Court Opinion

ID: 7711593
Source: CourtListenerOpinion
Date Created: 2022-07-30 19:12:29.864354+00
Date Added: 2024-06-11T16:27:02.795073
License: Public Domain

STEVENSON, Judge.
We have for review an order of the trial court granting the former husband’s exceptions/objections to that portion of the court’s order making an increase in child support retroactive. Because we find that the former wife was entitled to the increase as a matter of contract, rather than pursuant to a showing of increased need, we reverse.
The parties involved in this appeal were divorced in 1993. The final judgment of dissolution incorporated the terms of the parties’ marital settlement agreement, which contained the following provision:
The parties further covenant and agree that should the visitation schedule change such that the children no longer reside with him every other week, that he shall pay child support payments to the Wife in the amount required by the Child Support Guidelines enumerated in Florida Statute Chapter 61.
In December of 1995, the former wife filed a petition for modification of the former husband’s child support obligations. The petition alleged that the children’s visitation schedule had changed and that, pursuant to the terms of the parties’ agreement, she was entitled to increased child support. The former husband’s child support obligations were increased to the amount called for by chapter 61, and the increase was made retroactive to the petition’s filing date. The former husband, however, objected to that portion of the hearing officer’s report making the increase retroactive on the ground that the petition failed to allege increased need. See Butler v. Brewster, 629 So.2d 1092, 1093 (Fla. 4th DCA 1994)(stating, “[n]o express request for retroactivity is required as long as the increased need, as of the earlier date, was alleged in the request for modification.”).
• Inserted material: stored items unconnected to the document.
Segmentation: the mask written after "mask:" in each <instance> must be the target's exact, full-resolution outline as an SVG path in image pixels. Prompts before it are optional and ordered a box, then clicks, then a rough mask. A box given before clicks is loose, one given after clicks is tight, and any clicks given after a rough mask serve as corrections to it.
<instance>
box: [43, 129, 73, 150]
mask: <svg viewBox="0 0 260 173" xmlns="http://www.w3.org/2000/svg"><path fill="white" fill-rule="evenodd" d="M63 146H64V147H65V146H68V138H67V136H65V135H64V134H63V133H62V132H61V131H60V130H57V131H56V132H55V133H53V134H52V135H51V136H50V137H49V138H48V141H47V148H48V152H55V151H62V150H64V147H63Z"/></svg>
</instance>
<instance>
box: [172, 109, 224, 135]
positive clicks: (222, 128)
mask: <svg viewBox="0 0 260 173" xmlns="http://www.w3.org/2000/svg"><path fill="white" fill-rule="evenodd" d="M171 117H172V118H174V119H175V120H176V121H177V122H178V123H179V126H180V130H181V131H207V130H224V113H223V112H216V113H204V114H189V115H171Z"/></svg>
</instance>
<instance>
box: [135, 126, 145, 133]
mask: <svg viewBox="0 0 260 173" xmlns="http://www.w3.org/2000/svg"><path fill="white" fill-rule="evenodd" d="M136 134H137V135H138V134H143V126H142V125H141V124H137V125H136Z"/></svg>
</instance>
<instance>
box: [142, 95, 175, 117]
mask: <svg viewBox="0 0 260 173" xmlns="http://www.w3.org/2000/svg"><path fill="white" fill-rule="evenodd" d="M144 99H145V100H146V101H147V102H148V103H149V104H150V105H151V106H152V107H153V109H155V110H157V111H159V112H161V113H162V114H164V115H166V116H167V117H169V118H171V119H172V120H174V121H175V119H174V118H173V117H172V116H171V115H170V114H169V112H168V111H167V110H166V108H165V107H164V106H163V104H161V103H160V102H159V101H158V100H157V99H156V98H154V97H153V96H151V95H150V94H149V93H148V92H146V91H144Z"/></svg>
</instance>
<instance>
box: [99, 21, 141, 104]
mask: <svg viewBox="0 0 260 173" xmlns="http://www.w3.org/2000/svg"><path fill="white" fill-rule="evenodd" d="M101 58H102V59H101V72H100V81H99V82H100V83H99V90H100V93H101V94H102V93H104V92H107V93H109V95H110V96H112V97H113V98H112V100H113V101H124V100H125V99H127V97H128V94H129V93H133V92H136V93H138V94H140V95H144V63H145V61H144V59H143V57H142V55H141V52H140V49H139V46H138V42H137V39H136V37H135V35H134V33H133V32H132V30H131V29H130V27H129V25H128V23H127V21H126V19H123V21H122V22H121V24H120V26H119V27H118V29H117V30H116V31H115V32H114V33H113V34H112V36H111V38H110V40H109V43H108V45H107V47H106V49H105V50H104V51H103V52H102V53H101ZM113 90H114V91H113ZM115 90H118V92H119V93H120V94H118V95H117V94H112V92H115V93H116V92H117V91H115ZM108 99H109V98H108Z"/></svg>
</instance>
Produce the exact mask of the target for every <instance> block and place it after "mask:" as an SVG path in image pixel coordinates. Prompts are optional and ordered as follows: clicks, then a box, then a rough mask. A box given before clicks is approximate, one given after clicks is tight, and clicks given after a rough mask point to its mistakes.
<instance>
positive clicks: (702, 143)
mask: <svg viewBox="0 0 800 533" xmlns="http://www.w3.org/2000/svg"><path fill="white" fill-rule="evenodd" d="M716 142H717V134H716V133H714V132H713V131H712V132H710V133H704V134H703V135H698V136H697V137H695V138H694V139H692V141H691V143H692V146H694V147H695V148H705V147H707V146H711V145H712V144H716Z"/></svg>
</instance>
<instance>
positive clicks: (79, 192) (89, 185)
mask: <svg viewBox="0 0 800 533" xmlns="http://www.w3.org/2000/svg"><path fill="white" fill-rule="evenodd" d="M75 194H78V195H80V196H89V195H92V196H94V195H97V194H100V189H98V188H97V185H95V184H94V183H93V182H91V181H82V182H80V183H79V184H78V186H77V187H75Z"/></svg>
The trial court agreed and deleted that portion of the order making the increase retroactive.
The modification, in the instant case, was not founded upon an increase in need. Rather, the former wife was entitled to the increase because the contingency contemplated by the parties’ agreement had occurred. See Ballantyne v. Ballantyne, 666 So.2d 957 (Fla. 1st DCA 1996)(holding that a marital settlement agreement entered into and ratified by a trial court is subject to interpretation like any other contract). Accordingly, we find *701that the petition’s failure to allege that the increased need existed at the date of its filing is not fatal. The trial court’s order granting the former husband’s exeeptions/objections is reversed, and the cause is remanded with instructions that the increase be made retroactive to the date of the filing of the petition for modification.1
REVERSED and REMANDED.
POLEN and GROSS, JJ., concur.

. We note that since the former wife only sought to have the increase in child support made retroactive to the date of the filing of the petition for modification, we expressly do not decide whether she might have been entitled to have the increase made retroactive to the date of the occurrence of the contingency contemplated in the parties’ set-dement agreement.